Approval was based on data from the phase 3 EMERALD study, a multicenter trial that enrolled 478 postmenopausal women and men with ER-positive, HER2-negative advanced or metastatic breast cancer of which 228 patients had ESR1 mutations. The study compared Orserdu with AstraZeneca’s Faslodex (fulvestrant), the only other FDA-approved SERD, plus letrozole, anastrozole, exemestane.

In the 228 (48%) patients with ESR1 mutations, median progression-free survival was 3.8 months in the Orserdu arm and 1.9 months in the Faslodex arm.

FDA approves Tezspire in pre-filled pen.

The FDA has approved Tezspire (tezepelumab-ekko) in a pre-filled, single-use pen for patients aged 12 years and older with severe asthma. First approved by the FDA in December 2021, Tezspire is a first-in-class biologic for severe asthma. It targets thymic stromal lymphopoietin (TSLP), which plays a role in the inflammation associated with asthma.

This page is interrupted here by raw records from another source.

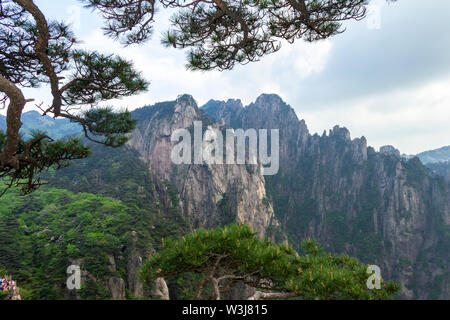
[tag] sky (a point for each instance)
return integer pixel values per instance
(386, 77)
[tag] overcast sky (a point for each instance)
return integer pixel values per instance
(386, 78)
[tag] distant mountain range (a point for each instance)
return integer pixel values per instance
(381, 207)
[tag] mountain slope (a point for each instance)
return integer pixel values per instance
(340, 191)
(209, 195)
(437, 155)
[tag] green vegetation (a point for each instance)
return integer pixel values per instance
(234, 254)
(42, 233)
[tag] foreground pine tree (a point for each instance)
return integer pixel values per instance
(226, 256)
(218, 34)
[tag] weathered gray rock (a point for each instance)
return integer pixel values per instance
(208, 194)
(116, 286)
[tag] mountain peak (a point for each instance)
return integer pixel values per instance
(187, 98)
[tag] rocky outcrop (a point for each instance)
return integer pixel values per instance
(336, 189)
(208, 194)
(134, 262)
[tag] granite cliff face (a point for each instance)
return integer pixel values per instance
(208, 194)
(375, 206)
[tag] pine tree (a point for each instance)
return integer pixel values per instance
(233, 254)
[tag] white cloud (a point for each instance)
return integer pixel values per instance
(311, 57)
(413, 120)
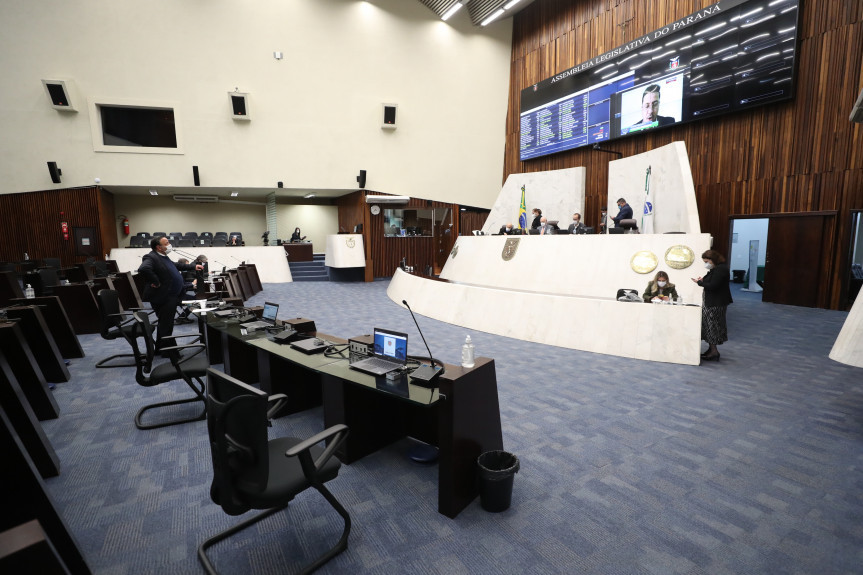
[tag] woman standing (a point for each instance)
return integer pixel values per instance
(717, 296)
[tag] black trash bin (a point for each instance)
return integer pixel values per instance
(496, 472)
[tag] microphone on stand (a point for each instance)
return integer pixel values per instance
(424, 375)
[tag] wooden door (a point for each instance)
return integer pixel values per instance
(797, 262)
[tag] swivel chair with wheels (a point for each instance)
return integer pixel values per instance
(115, 324)
(252, 472)
(187, 362)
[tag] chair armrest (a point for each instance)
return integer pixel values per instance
(280, 400)
(338, 432)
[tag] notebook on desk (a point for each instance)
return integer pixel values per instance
(268, 318)
(389, 352)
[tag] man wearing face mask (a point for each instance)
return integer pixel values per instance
(576, 227)
(164, 286)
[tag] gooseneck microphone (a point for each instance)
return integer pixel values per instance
(425, 374)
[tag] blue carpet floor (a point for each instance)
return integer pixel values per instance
(753, 464)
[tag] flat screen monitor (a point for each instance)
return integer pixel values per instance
(730, 56)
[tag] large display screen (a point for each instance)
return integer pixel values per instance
(729, 56)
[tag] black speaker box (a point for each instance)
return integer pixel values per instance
(238, 105)
(54, 171)
(389, 115)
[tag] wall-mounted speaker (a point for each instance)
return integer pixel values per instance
(389, 111)
(62, 94)
(55, 172)
(239, 105)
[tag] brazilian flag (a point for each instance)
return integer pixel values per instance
(522, 212)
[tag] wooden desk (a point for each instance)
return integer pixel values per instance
(19, 470)
(9, 287)
(80, 304)
(27, 372)
(303, 252)
(58, 323)
(41, 342)
(463, 420)
(17, 407)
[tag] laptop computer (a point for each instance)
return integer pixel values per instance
(389, 352)
(268, 318)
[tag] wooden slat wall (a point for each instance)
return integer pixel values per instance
(798, 156)
(386, 253)
(31, 223)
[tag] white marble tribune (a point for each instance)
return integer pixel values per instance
(848, 348)
(560, 290)
(271, 262)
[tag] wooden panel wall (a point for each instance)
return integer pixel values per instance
(31, 223)
(386, 253)
(798, 156)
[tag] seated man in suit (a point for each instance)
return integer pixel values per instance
(508, 230)
(625, 212)
(576, 227)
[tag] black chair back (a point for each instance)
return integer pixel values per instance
(237, 425)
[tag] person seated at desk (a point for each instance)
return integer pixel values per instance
(576, 227)
(297, 236)
(660, 289)
(625, 212)
(537, 219)
(545, 228)
(508, 230)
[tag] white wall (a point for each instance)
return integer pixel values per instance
(315, 222)
(162, 214)
(748, 229)
(316, 114)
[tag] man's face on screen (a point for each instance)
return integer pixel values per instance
(650, 107)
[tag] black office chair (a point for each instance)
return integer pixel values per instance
(114, 324)
(53, 263)
(187, 362)
(48, 278)
(250, 472)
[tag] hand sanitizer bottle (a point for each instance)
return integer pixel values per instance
(467, 358)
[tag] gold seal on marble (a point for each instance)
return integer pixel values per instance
(643, 262)
(679, 257)
(509, 249)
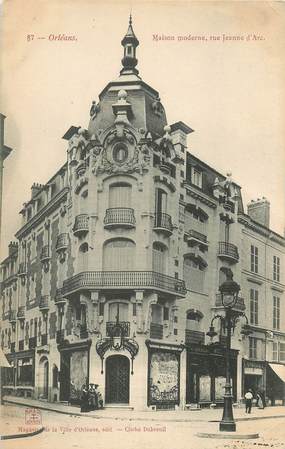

Developed by Amgen and AstraZeneca, the original Tezspire delivered via a single-use syringe has a list price of $3,847.35 per 210 mg/mL, which is given every four week. A spokesperson for the companies indicated that the pricing of the pre-filled will be made available when it launches.

The approval was based on results from the PATHFINDER clinical trial program, which included results from the PATH-BRIDGE phase 1 trial and the PATH-HOME trial phase 3 trial. The majority (92%) of healthcare providers, patients and caregivers were able to successfully administer Tezspire both in the clinic and at home.